Yep, ACPI support is evolving, but it’s a matter of time. Folks have figured finally that if it isn’t compliant with SBBR and SBSA, then there will be plenty of competitors who will be, absolving you of the headache of dead-end BSPs.
Maybe something like http://asrock.com/mb/Intel/J3455-ITX/ (random hit with a J3455 core, $74 at newegg at the moment)
The base processor is rated at 10W for 4 cores, add ~8W for the 10GbaseT board (plus a bit) and its a competitive solution, particularly if your workload needs more RAM/etc. Feeling like you want a little more beef the Denverton's are hitting the market and many of them have the 10G integrated.
That one also has a BMC, which given my past experience tends to add a few watts too. Without testing them side by side its hard to know which draws more power in a given workload, particularly since the intel machines have become very dynamic over the last couple generations, its actually pretty hard to hit their TDP numbers in most cases (particularly without heavy FP workloads).
Now its become more about what the motherboard manufacture has integrated. Its all fine that the core/etc draws 8 watts. The problem happens when the motherboard manufacture decides to glue an aspeed BMC and an old marvell SATA controller on the board. Between them at idle they draw 2x more power than the SOC does running at peak. Its pretty easy to move the numbers one way or the other with unrelated changes.

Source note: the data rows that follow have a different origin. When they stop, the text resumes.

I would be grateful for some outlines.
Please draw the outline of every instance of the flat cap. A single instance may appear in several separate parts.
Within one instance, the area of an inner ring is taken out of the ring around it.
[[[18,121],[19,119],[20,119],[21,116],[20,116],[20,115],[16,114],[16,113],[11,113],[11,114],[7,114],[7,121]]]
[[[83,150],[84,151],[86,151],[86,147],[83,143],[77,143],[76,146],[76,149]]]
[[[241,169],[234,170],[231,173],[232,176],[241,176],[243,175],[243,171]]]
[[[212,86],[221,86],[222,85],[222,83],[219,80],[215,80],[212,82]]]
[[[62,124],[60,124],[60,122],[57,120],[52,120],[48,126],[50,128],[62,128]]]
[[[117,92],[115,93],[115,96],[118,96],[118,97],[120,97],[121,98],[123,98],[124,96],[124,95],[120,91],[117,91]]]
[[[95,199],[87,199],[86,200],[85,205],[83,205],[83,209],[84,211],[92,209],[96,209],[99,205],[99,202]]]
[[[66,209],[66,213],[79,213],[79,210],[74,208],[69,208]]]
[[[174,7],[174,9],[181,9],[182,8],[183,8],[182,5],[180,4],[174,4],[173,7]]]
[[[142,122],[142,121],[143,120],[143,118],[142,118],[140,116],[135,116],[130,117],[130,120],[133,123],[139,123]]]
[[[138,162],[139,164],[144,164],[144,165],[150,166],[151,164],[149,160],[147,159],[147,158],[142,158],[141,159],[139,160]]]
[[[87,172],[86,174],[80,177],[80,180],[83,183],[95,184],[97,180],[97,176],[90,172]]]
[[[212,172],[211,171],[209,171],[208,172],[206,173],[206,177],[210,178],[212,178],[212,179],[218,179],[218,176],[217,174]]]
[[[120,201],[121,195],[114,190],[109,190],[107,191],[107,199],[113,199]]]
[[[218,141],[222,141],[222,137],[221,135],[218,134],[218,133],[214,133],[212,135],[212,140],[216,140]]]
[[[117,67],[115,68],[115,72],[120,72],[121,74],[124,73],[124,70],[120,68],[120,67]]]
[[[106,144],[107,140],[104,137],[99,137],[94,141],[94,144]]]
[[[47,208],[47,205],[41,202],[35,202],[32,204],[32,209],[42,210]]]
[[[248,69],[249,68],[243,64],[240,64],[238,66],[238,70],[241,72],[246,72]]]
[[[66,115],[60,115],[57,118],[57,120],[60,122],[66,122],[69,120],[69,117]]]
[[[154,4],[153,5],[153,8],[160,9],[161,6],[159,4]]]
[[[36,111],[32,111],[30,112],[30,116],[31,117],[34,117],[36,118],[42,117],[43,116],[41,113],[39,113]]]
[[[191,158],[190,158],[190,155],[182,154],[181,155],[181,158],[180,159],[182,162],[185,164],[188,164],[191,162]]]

EDIT: Discovered after posting that the PCIe on the asrock, is only x1 which keeps it from taking one of the x540T boards, but they have a couple variations including one for less money in m-atx which has a potentially better slot layout, and full size DIMM's.
Cavium and Qualcomm sell the "top" Arm servers. There's also AppliedMicro but not sure what kind of future they have there.
HPE is planning to offer Apollo 70 w/Cavium and/or Qualcomm's chips.
Anyone know where one can buy an ARM server to run this on?
Does anyone know the current ARM (equipment cost + ~0.9 utilization power costs) amortized over, say, three or five years compares to the latest generation of Xeon and Epyc?
CentOS and RHEL are different distributions. CentOS supports 32-bit x86 architecture, for example, while RHEL only supports x64.
My understanding was that CentOS is simply a rebuild of all RHEL packages with the Red Hat branding removed. If there's different arch support tho, then there's probably more to it than I thought.
Well, basically that's right and if they're rebuilding RHEL packages anyway, they can just rebuild them for more architectures. Of course that implies that important packages actually support those architectures. RHEL offers more than just binary distribution, they should support their product, so they decided to go with less architectures than theoretically possible. That's how I see it.
The new is that you can now get a support contract from RedHat for RHEL on ARM64. It has been possible to run it for a long time without such support.
I guess it's now supported. You can buy a support contract from Red Hat and when your ARM server has a problem, they'll help.
RHEL 7 only supported x86_64, so CentOS 7 only "officially" supports x86_64. While AArch64, i386, and other arch builds are available from the AltArch SIG, they aren't maintained by the core.
With RHEL 7 supporting AArch64 after this announcement, I'd assume CentOS will follow suit.
RHEL 7 dropped i386. But of course also continues to support Power and s390 (IBM mainframe).
CentOS 5/6/7: https://wiki.centos.org/FAQ/General#head-059f2f807ebb83e93f2...
RHEL 7.4: https://access.redhat.com/documentation/en-us/red_hat_enterp...
CentOS 5 and 6 are not supported based on the link you provided.
Enterprise-level support vs. use-at-your-own-risk science project.
I had the impression that CENTOS7.3 was available on baremetal ARM64 on scaleway since a long time. Is it really new ? Maybe I do not understand what this announce is about.
ARM64 was released on Debian and Ubuntu 5 or 6 years ago.. Why has it taken RedHat so long? They were part of the same ARM server club.